Beraten wird das Konzept erst im April. Es würde gegebenenfalls schrittweise umgesetzt. Stadträtin Gabriele Ebensperger nannte es schon mal "ambitioniert" mit einer Betreuung von 7 bis 17 Uhr, sieht es aber nur als Übergangsregelung bis zur Einführung der Grundschul-ganztagesschule bis 2020. "Das ist nicht die Zukunft."
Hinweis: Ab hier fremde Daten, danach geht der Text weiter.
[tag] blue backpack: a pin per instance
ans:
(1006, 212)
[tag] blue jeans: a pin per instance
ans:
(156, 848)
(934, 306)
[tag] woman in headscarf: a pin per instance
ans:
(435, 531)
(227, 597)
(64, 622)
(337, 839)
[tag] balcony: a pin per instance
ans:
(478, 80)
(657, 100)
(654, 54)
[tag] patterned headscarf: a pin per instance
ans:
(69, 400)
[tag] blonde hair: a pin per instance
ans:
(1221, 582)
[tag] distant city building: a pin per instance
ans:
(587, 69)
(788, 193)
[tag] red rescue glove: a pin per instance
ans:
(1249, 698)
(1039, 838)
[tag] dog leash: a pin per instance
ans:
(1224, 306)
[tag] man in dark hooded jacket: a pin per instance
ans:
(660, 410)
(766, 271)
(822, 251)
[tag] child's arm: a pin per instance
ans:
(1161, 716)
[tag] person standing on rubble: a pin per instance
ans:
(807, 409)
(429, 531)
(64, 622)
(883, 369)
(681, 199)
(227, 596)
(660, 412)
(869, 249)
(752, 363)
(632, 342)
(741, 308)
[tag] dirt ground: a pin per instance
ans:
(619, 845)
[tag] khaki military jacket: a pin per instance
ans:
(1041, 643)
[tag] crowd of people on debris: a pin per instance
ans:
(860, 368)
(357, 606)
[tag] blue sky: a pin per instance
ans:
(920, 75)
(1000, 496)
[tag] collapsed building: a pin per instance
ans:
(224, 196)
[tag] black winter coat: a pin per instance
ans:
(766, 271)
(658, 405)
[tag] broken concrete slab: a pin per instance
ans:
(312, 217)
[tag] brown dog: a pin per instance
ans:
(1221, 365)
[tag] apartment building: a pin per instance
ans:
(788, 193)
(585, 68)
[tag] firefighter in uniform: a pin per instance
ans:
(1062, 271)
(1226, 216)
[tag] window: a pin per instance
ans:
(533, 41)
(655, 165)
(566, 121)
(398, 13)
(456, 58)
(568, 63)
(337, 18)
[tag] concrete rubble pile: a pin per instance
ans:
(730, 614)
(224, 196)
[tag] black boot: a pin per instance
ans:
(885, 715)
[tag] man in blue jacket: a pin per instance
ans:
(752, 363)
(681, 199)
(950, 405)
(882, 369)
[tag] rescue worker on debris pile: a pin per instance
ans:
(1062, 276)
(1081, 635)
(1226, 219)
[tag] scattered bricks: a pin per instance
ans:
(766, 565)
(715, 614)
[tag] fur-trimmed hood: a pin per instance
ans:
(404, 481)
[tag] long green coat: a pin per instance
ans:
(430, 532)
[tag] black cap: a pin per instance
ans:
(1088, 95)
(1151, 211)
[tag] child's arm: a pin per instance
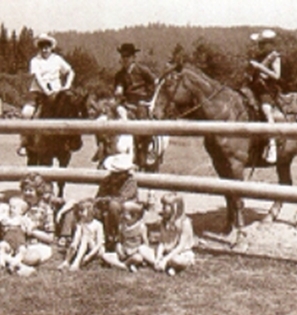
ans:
(185, 237)
(77, 237)
(144, 235)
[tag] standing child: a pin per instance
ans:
(266, 81)
(64, 221)
(88, 240)
(174, 252)
(132, 235)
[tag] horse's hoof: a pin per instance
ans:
(238, 239)
(268, 219)
(22, 151)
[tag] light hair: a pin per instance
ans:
(20, 202)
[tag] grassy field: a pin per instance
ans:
(217, 284)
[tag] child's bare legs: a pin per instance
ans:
(5, 253)
(272, 149)
(134, 261)
(148, 254)
(113, 260)
(180, 262)
(81, 252)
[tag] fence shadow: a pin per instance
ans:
(214, 220)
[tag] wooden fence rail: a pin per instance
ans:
(193, 184)
(178, 128)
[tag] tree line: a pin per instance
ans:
(222, 53)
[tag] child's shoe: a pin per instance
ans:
(25, 271)
(133, 268)
(171, 272)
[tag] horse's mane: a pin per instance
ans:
(197, 75)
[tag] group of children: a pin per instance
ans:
(133, 249)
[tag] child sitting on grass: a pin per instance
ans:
(13, 245)
(88, 240)
(132, 235)
(174, 252)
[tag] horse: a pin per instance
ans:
(42, 149)
(191, 94)
(105, 109)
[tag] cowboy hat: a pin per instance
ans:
(119, 163)
(127, 49)
(44, 38)
(264, 35)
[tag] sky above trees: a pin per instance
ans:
(92, 15)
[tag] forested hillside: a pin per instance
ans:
(220, 52)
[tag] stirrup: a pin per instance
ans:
(271, 156)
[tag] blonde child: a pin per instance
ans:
(174, 252)
(14, 227)
(88, 240)
(132, 235)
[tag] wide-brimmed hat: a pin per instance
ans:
(44, 38)
(127, 49)
(263, 36)
(119, 163)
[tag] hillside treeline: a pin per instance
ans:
(222, 53)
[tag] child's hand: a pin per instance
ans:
(160, 265)
(86, 259)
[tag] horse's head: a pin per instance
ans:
(70, 105)
(183, 93)
(100, 106)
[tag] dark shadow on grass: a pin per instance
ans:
(214, 220)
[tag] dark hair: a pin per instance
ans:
(33, 180)
(81, 204)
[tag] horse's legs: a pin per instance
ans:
(284, 178)
(32, 158)
(231, 169)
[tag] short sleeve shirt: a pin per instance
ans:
(42, 216)
(50, 70)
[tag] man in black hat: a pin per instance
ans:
(135, 83)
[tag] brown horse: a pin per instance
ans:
(42, 149)
(191, 94)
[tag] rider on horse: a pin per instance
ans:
(265, 80)
(135, 84)
(49, 71)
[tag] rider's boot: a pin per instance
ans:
(21, 150)
(271, 155)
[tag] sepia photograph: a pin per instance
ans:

Ingrid Scherr sorgte sich um eine Unterbezahlung der Fachkräfte. Die müssten mit Erzieherinnen im Kindergarten gleichgestellt werden. "Wir müssen nachjustieren, wir brauchen qualitativ gutes Personal." Wie die Rechnung für die Stadt aussieht, ist noch nicht heraus. Sie rechnet mit einem Zuschuss vom Land, über die Elternbeiträge wäre noch zu sprechen. Brigitte Kreisinger forderte, Elternbeiträge für die Ferienbetreuung müssten im Gleichklang mit den Kindergartenbeiträgen stehen.